We think that all architects do is design : Studio culture has never prepared us for the other half of the job spectrum. Our design studios are so focused on the design process that we often don’t realise that there is so much more to an architect’s responsibility than just designing the space.
Design is a process : It’s not about “solving a program” but being conscious that there’s an evolution to reach the end product. With every suggestion from a client, every issue at site, I have learnt that there is no end product until the user has moved in. Until then, it is always a work in progress.

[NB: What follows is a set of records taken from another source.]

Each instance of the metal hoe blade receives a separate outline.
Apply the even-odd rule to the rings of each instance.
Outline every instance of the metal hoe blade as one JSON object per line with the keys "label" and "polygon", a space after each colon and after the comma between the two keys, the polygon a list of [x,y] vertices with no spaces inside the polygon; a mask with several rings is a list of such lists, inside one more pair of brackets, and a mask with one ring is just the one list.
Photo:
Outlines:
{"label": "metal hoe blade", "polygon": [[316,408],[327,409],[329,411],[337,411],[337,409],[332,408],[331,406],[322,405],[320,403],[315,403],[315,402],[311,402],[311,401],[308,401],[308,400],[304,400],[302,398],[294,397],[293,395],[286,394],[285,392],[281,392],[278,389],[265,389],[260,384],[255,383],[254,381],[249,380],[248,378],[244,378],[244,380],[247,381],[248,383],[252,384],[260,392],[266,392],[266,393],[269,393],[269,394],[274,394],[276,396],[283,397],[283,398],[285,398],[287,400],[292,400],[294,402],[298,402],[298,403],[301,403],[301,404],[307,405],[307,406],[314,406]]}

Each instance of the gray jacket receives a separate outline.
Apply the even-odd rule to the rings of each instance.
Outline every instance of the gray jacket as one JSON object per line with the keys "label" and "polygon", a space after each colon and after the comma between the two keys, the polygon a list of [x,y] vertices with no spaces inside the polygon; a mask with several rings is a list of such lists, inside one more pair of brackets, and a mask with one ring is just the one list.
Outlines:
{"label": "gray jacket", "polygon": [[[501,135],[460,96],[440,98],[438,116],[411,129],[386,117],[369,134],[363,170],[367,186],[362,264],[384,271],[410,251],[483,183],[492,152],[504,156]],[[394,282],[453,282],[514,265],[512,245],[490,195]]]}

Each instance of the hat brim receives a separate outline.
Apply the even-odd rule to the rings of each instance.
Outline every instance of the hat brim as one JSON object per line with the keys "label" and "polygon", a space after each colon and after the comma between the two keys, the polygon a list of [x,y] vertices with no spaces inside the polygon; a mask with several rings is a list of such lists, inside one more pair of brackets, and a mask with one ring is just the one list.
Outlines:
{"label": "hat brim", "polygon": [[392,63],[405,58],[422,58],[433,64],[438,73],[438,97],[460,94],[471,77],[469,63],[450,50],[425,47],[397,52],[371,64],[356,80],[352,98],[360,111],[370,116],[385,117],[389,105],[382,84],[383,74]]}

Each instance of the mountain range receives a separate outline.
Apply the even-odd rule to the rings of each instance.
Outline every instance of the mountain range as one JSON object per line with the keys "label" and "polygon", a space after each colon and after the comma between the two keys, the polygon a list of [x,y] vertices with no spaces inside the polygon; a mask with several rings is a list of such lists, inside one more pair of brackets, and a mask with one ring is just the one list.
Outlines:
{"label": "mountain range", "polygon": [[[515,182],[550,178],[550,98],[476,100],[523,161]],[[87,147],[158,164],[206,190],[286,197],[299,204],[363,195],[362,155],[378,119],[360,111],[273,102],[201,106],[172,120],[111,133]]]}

It is a deeply self motivated profession – yes, we have deadlines and are answerable to many. But the quality of our work purely depends on the effort we dedicate to it. In college, a design project lasts a maximum of 4 months and we move on to the next new design. Real life takes much longer – the results aren’t instant and the gratification isn’t as quick. It takes patience to see a design come to life.
There are some things that can be learnt only through practice. No matter what – some things cannot be taught academically. Some subjects are only meant to make us aware of their place in practice.
Learning doesnt end in college. Working exposes a new side to the field – You have to work your way up. There is no graduation in work. Only a constant learning through our mistakes.
Whether seated at a lecture or a work desk, it ultimately boils down to what we make from the experiential learning our field has to offer.